40  mov eax,0x2a812499          ;; object: 0x2a812499 <String[16]: #one arm, one leg>
45  mov esp,ebp
47  pop ebp
48  ret 0x8                     ;; return "one arm, one leg"!

TurboFan, being a cheeky devil, just directly inserted the value of m2.cost. Well how do you like that!

Of course, after that last call to foo() you could insert this line:

m2.cost = "priceless";

What do you think will happen? One thing for sure, we can't let foo() stay as it is. It would return the wrong answer. Re-run the program, but add flag --trace-deopt so you'll be told when optimized code is removed from the system. After the printout of the optimized foo(), you'll see these lines:

[marking dependent code 0x5c684901 0x21e525b9 <SharedFunctionInfo foo> (opt #0) for deoptimization,
    reason: field-const]
[deoptimize marked code in all contexts]

Wow.

If you force re-optimization you'll get code that is not quite as good, but still benefits greatly from the Map structure we've been describing. Remember from our diagrams that property cost is the first property in
the properties backing store for an object. Well, it may have lost it's const designation, but we still have it's address. Basically, in an object with map Map5, which we'll certainly verify that global variable m2 still has, we only have to--

load the properties backing store, and
read out the first array element.

Let's see that. Add this code below the last line:

// Force reoptimization of foo().
foo(3);
%OptimizeFunctionOnNextCall(foo);
foo(3);

Now have a look at the code produced:

...
40  mov ecx,0x42cc8901          ;; object: 0x42cc8901 <Peak map = 0x3d5873ad>
45  mov ecx,[ecx+0x3]           ;; Load the properties backing store
48  mov eax,[ecx+0x7]           ;; Get the first element.
4b  mov esp,ebp
4d  pop ebp
4e  ret 0x8                     ;; return it in register eax!

Why heck. That's exactly what we said should happen. Perhaps we are beginning to Know.
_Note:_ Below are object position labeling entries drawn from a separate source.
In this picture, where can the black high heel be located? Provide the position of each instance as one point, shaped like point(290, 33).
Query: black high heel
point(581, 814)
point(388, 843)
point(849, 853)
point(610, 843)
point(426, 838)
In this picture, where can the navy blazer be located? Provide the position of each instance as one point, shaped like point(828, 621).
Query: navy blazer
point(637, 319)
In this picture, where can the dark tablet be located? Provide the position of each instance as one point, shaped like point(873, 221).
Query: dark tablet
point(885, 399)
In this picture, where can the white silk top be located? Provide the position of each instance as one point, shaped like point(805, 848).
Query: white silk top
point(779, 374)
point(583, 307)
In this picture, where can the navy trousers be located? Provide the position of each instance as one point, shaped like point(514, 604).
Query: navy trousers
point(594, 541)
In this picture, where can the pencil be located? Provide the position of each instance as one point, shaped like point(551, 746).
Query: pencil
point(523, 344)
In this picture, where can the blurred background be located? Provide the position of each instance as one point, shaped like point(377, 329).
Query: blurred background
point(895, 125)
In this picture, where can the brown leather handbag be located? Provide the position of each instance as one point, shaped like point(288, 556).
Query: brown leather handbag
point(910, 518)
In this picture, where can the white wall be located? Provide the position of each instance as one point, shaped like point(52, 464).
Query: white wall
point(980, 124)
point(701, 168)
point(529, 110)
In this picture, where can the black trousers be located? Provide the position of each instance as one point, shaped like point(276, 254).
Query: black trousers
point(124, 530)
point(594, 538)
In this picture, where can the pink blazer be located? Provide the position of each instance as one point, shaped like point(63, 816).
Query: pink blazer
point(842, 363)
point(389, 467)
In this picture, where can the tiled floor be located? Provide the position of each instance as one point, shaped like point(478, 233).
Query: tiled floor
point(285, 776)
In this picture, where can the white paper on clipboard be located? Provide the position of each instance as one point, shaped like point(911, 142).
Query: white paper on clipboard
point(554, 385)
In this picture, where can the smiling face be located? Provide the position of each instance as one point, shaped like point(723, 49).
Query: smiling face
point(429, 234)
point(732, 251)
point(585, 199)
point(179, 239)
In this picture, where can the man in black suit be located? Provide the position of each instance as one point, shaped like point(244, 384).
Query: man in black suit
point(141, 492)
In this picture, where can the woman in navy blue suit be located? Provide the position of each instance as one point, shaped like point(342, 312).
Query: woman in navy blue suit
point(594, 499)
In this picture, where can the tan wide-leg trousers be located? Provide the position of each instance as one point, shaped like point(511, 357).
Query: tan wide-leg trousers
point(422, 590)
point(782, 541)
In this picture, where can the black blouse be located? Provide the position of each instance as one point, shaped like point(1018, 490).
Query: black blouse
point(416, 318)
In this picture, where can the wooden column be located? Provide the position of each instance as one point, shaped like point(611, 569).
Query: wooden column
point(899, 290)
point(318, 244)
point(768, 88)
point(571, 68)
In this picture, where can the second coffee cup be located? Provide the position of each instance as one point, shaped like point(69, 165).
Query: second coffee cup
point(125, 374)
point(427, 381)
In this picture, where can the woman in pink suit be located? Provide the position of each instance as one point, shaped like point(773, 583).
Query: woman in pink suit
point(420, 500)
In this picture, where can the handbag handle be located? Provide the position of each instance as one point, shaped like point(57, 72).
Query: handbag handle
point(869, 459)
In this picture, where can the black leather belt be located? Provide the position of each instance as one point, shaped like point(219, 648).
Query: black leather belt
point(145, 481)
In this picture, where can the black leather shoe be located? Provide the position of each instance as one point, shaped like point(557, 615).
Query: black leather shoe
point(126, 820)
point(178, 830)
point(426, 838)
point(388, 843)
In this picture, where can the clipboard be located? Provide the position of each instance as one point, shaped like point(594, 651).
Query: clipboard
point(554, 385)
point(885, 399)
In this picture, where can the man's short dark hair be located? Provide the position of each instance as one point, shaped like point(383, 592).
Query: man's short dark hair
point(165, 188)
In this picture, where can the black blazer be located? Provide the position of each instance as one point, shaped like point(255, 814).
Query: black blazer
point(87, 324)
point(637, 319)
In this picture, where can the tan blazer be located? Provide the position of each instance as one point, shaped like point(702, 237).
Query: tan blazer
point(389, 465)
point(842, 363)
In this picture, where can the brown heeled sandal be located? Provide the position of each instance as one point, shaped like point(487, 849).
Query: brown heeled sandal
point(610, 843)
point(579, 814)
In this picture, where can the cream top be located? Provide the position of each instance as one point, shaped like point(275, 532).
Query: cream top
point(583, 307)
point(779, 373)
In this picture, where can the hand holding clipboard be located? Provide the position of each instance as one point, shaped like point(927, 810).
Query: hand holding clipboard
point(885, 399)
TurboFan is also smart enough to deoptimize if variable m2 ever changes to a different class. You can watch the latest optimized code deoptimize again with something droll like:

m2 = 42;  // heh.

Where to go from here #

Many options. Map migration. Dictionary mode (aka "slow mode"). Lots to explore in this area and I hope you enjoy yourself as much as I do -- thanks for reading!